Was als nette Idee begann, hat das Ausmaß einer Volksseuche gewonnen: Tele-Kommunikation. Handys, Internet, Mails, Chats, Social-Net. Erfindungen, die der Bequemlichkeit der Egos entgegen kamen. Jederzeit erreichbar, allzeit bereit. Für wen auch immer - solange es via Handy oder Internet geschieht. Parkbänke sind suspekt und in modernen Lebensräumen weitgehend abgeschafft. Es könnte sich ein Fremder dazu setzen. Jemand könnte auf die Idee kommen, für einen Moment nicht zu konsumieren.

 

Tamagotchi heißt heute Facebook. Hunderte bis tausende "Freunde" haben Gelegenheit sich der Illusion des Welt-Dorfes hinzugeben. Dabei frisst es mehr Aufmerksamkeit als ein Tamagotchi, und stirbt bereits bei den geringsten Regelverstößen. Um im Internet lebendig zu sein, musst du mitspielen.
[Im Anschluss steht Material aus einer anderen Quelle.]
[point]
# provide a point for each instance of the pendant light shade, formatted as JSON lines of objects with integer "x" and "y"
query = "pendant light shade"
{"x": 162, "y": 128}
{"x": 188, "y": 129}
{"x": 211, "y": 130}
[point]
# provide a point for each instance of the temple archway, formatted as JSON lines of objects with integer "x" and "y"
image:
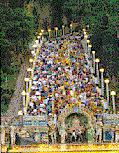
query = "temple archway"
{"x": 89, "y": 124}
{"x": 76, "y": 128}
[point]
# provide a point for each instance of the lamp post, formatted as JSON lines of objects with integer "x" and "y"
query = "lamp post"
{"x": 85, "y": 42}
{"x": 93, "y": 53}
{"x": 20, "y": 113}
{"x": 71, "y": 27}
{"x": 35, "y": 46}
{"x": 49, "y": 31}
{"x": 30, "y": 70}
{"x": 113, "y": 93}
{"x": 40, "y": 34}
{"x": 97, "y": 60}
{"x": 102, "y": 81}
{"x": 38, "y": 39}
{"x": 89, "y": 49}
{"x": 27, "y": 83}
{"x": 56, "y": 30}
{"x": 107, "y": 89}
{"x": 63, "y": 33}
{"x": 24, "y": 99}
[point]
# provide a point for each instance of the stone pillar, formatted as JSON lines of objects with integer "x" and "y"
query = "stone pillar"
{"x": 12, "y": 134}
{"x": 2, "y": 135}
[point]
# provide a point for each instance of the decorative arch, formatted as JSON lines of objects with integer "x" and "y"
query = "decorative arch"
{"x": 84, "y": 111}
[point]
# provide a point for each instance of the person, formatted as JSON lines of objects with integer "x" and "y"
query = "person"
{"x": 74, "y": 136}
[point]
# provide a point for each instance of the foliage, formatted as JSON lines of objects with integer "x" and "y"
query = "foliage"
{"x": 17, "y": 31}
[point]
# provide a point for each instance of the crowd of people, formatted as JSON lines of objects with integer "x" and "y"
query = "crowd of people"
{"x": 62, "y": 75}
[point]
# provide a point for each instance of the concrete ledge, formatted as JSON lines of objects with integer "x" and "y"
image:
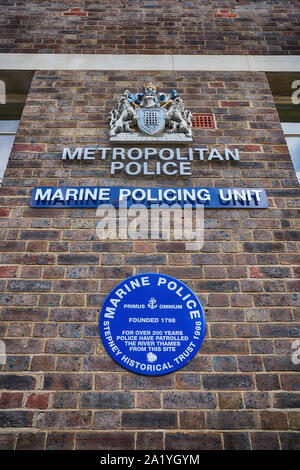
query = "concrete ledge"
{"x": 243, "y": 63}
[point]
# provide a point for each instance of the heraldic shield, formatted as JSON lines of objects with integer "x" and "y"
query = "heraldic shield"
{"x": 151, "y": 120}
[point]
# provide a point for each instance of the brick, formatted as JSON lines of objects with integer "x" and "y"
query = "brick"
{"x": 8, "y": 441}
{"x": 265, "y": 441}
{"x": 105, "y": 441}
{"x": 149, "y": 420}
{"x": 150, "y": 440}
{"x": 107, "y": 420}
{"x": 230, "y": 400}
{"x": 107, "y": 382}
{"x": 10, "y": 400}
{"x": 67, "y": 381}
{"x": 148, "y": 400}
{"x": 290, "y": 440}
{"x": 60, "y": 440}
{"x": 255, "y": 400}
{"x": 57, "y": 346}
{"x": 16, "y": 419}
{"x": 31, "y": 441}
{"x": 192, "y": 420}
{"x": 64, "y": 420}
{"x": 193, "y": 441}
{"x": 228, "y": 382}
{"x": 38, "y": 401}
{"x": 65, "y": 400}
{"x": 273, "y": 420}
{"x": 224, "y": 363}
{"x": 231, "y": 420}
{"x": 113, "y": 400}
{"x": 250, "y": 363}
{"x": 188, "y": 381}
{"x": 17, "y": 382}
{"x": 236, "y": 441}
{"x": 8, "y": 271}
{"x": 140, "y": 382}
{"x": 286, "y": 400}
{"x": 267, "y": 382}
{"x": 294, "y": 421}
{"x": 189, "y": 400}
{"x": 290, "y": 382}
Kommentare schreiben. Meinungen haben. Du musst fleißig die "gefällt mir"-Knöpfe drücken. Damit signalisierst du: "Ich bin einer von euch. Ich bin so wie du." Virtueller Gruppenzwang. Längere Zeit nicht aktiv zu sein, missfällt den virtuellen Freunden. Drückt ein solch verräterisches Subjekt doch damit aus, dass es etwas Anderes zu tun hat, oder womöglich sogar wagt, ein real lebender Faulenzer zu sein.

 

Fasten ist ein wenig beliebtes Wort in Neo-Schlaraffenland. Genau das ist das Allheilmittel. Könnte dein Gehirn direkt mit dir sprechen, würde es sagen:

"Lass mich doch mal in Ruhe. Ich versuch noch die Sachen von vor dreißig Jahren richtig abzuordnen. Seitdem hast du mich mit immer neuen Mist voll gestopft. Was denkst du eigentlich?"

 

Weniger ist mehr. Mehr den je.

Auszeiten.

Eintauchen in die Stille.  Dann in der Stille eine Weile verweilen.

Das kostet nichts! Éine bewusste Entscheidung der Selbstliebe und Selbstachtung.

Es ist ganz einfach zu machen – durch nicht machen.